7Elsa Tyslez follows the same line in Chapter 8, analysing the situation in terms of power relations. She exposes the impact that European Union border security policies have—the chain of systems and policies for containing migrants outside European borders, all of them consubstantial with racist, patriarchal, and colonial logics—on the vulnerability of female migrants from Central and West Africa who cross those borders. In Chapter 9, Alessandro Forina presents the issues raised by the European Union’s current asylum regime: in a context of ‘closing doors’, what are deemed ‘legitimate’ applications for asylum (generally made by men) are usually public and political, seldom private or personal (adjectives more likely to characterize women’s applications). The last chapter, by Esperanza Jorge and Inmaculada Antolínez, presents the path Nigerian women and female adolescents take on the southern border of Spain, marked by fear and sexual violence.
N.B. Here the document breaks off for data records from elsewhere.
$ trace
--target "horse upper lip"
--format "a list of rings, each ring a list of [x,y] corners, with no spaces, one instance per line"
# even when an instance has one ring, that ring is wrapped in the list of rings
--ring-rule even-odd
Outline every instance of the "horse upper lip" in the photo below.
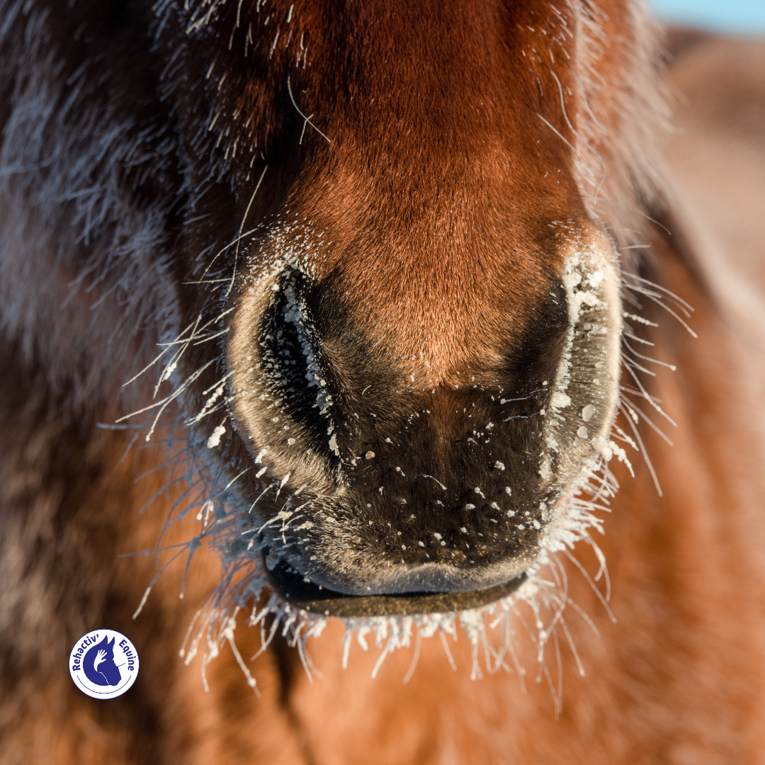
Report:
[[[521,572],[488,588],[461,592],[402,592],[354,595],[307,581],[288,564],[280,562],[269,571],[272,587],[291,606],[324,616],[406,616],[480,608],[506,597],[526,581]]]

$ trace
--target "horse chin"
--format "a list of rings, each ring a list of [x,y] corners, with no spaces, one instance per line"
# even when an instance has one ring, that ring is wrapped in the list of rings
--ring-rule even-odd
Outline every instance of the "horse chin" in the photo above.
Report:
[[[617,451],[621,304],[607,236],[575,229],[559,246],[528,335],[539,347],[510,383],[402,392],[372,369],[363,396],[367,379],[328,358],[304,277],[252,282],[229,351],[249,468],[236,490],[254,509],[247,555],[285,602],[343,617],[478,608],[571,541],[573,500]]]

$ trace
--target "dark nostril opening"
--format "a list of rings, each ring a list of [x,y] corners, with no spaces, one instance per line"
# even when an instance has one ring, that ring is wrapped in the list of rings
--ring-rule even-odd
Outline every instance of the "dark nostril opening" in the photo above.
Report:
[[[291,422],[313,450],[327,454],[329,410],[334,386],[314,328],[305,276],[288,272],[273,293],[258,338],[266,396],[278,402],[275,417]],[[329,453],[330,462],[338,460]]]

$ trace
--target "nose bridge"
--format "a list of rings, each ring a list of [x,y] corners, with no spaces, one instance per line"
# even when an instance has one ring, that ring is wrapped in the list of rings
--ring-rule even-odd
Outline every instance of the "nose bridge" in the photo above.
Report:
[[[453,187],[421,173],[397,190],[390,174],[360,177],[356,161],[314,179],[306,195],[321,188],[321,210],[291,204],[324,243],[311,272],[336,296],[329,310],[342,304],[377,352],[423,385],[496,366],[549,288],[554,249],[512,214],[502,178],[471,182],[466,193],[464,177]]]

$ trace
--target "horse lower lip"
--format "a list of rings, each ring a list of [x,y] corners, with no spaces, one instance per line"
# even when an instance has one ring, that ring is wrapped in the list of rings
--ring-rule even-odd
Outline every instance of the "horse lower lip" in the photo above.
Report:
[[[307,582],[281,562],[268,571],[272,587],[291,606],[324,616],[380,617],[447,613],[480,608],[511,594],[526,581],[521,574],[509,581],[468,592],[407,592],[400,595],[347,595]]]

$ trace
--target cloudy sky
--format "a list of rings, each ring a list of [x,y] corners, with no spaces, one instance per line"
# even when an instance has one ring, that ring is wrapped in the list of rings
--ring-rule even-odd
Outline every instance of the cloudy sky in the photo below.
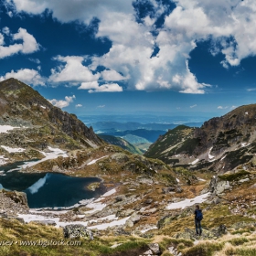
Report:
[[[0,80],[80,114],[254,103],[255,0],[0,0]]]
8This anthology contributes to debates that link sexual and gender violence to mobility regimes, particularly in connection with the world’s two most frequently crossed borders. The interest of this work lies in the theoretical substance of the contributors’ studies, which brings together knowledge acquired in various academic contexts in Spain, Mexico, France, and the United States. These plural voices produce a global, transnational overview of research that studies migration and human rights through the prism of gender.